Traces du Café philo du 30 mai 2013 sur
A QUOI TU JOUES ?
(Jeux et enjeux du je : pour soi –Je- autrui et la société)
Séance d’une grande vivacité quoiqu’en « café » plus restreint (12 participants)
Qui n’a connu : « 1-2-3 Soleil », les « osselets », la « cachette », le « saut à la corde », le « jeu du béret », la « marelle » (héritée des arabes ?), les jeux d’alignement avec un stylo sur le papier ou des cailloux sur le sable de la plage (morpion, backgammon)… ? Tous ces jeux ne sont pas confinés à l’enfance : il a été rappelé que c’est le même jeu de « chaises musicales » qui était pratiqué à l’époque de Marie Antoinette et, aujourd’hui, en fin de soirée des fêtes familiales.
On a même fait ce soir la démonstration de comment on joue à « pierre, feuille, ciseau » : exercice pour tous à la prochaine séance ! De ce petit jeu (de mains, pas de vilains) on peut dériver quelques idées explorées :
- ►le jeu fait « lien ». Alors que chez les adultes (les « grands »), certains avouent ne plus vraiment jouer (plus jamais ? plus assez ?) ce genre de petit jeu nous remémore un point important : on peut jouer entre adulte et enfant (adulte, parent, grand parent) et même on peut transmettre une pratique ludique qu’on a soi même reçue on ne sait plus depuis quand, ni d’où, par voie orale en tous cas.[1]
- ►Le jeu n’a pas besoin…du jeu. Disons-le autrement : on peut jouer sans support matériel, sans un objet concret étiqueté « jeu ». Et, le premier, l’enfant nous le montre bien (voir ci-après). Donc : possibilité permanente du jeu « spontané » dès lors que surgit l’envie de jeu, l’esprit de jeu
- ►et, pourtant, même ici sans support (« 1-2-3 Soleil », « pierre, feuille, ciseau »), il y a une règle dont chacun est porteur et gardien. Une discussion eut lieu sur la fonction des règles de jeu : métaphore de la loi qui régit les rapports en société ? En tous cas, on se rapporte à la règle du jeu comme à un tiers « arbitre » en cas de conflit pendant le jeu. Et l’idée de jeux à règles évolutives –tels qu’il en existe désormais- semble ne pas séduire du tout dans notre petit groupe (« je n’aimerais pas qu’on change les règles du scrabble ! »). Allons jusqu’à dire que c’est l’existence de cette règle qui permet le conflit puisqu’elle l’encadre.

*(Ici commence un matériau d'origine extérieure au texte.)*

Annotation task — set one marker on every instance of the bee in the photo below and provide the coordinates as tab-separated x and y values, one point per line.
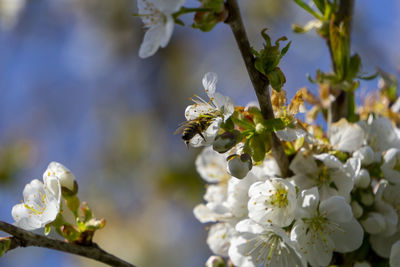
196	126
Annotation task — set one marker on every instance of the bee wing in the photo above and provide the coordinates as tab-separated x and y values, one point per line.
181	126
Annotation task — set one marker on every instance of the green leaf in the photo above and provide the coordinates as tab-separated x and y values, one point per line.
277	79
257	148
285	49
308	9
320	4
266	37
368	77
47	229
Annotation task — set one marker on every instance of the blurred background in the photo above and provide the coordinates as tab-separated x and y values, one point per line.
73	90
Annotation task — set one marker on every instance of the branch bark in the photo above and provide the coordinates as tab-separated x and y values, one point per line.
260	83
23	238
342	16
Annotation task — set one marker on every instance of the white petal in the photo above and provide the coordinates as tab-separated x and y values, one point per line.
219	238
250	226
348	236
210	80
303	163
345	136
211	166
167	6
336	209
394	259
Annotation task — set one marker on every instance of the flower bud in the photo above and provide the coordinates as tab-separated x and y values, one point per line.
374	223
239	166
66	177
367	199
224	142
215	261
357	209
366	154
363	179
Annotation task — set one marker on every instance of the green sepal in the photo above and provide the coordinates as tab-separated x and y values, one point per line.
47	229
213	14
257	148
73	204
277	79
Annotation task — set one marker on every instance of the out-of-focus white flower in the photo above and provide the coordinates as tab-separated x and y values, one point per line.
41	204
219	238
394	259
272	202
383	244
330	176
391	165
390	195
324	227
157	17
9	12
66	177
258	245
215	261
219	108
212	165
365	154
380	134
346	136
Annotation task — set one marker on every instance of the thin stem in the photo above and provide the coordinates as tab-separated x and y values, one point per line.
341	106
260	83
23	238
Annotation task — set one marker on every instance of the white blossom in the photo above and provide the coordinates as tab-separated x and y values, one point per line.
219	238
219	108
212	165
157	18
272	202
329	175
257	245
324	227
346	136
40	206
366	155
66	177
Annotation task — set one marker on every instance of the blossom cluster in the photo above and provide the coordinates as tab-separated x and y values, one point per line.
46	201
341	196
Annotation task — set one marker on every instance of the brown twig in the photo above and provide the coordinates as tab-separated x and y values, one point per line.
260	83
23	238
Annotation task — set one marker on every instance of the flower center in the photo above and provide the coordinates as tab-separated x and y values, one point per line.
279	198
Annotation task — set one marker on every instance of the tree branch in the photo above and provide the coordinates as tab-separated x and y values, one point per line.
23	238
260	83
342	16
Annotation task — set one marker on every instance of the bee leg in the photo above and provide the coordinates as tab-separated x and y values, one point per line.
202	136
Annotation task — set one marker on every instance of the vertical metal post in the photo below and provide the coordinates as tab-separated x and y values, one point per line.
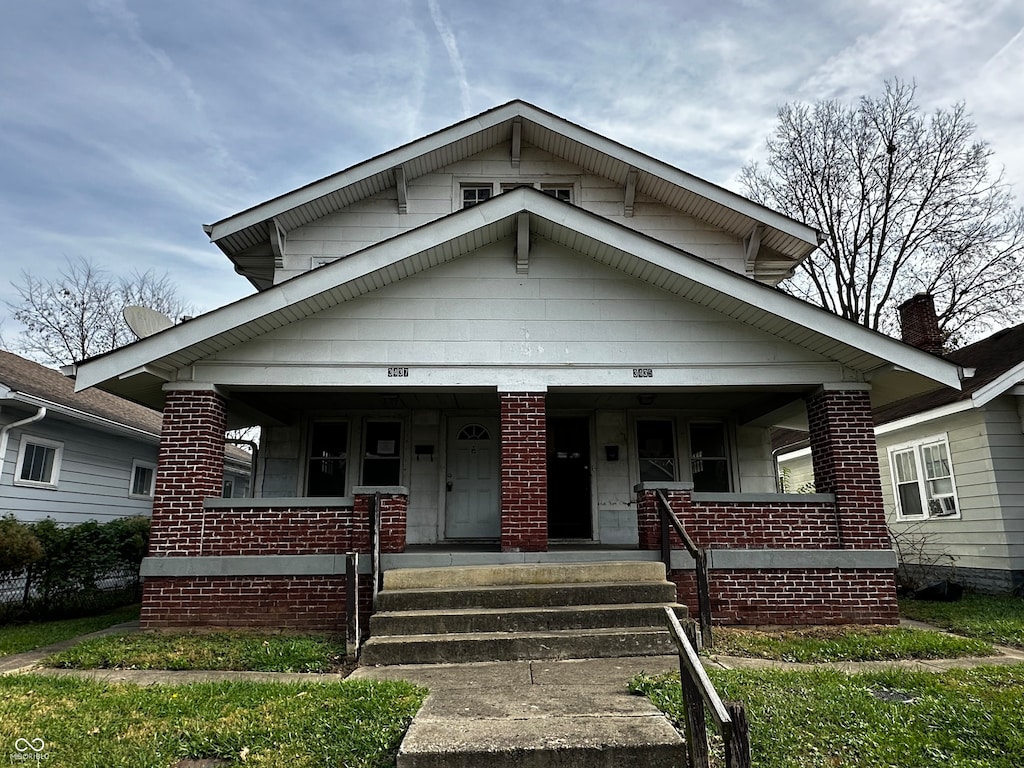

De là : petite incursion sur violence et jeu…sujet qu’on fut loin d’épuiser ! Le jeu, la partie de ceci ou cela, ouvre donc un espace d’affrontement réglé. Y sont en acte : le défi, la compétition, l’agressivité même, le challenge vis-à-vis des autres et, au bout du compte, vis-à-vis de soi même : dépasser l’autre, se dépasser. L’enjeu semble être le même pour tous. Et pourtant, les dispositions psychologiques individuelles (le narcissisme notamment) ou les systèmes éducatifs peuvent valoriser l’un ou l’autre aspect.
Soit : gagner, être vainqueur proclamé comme enjeu exclusif.
Soit : se battre bien…autrement dit savoir perdre avec honneur.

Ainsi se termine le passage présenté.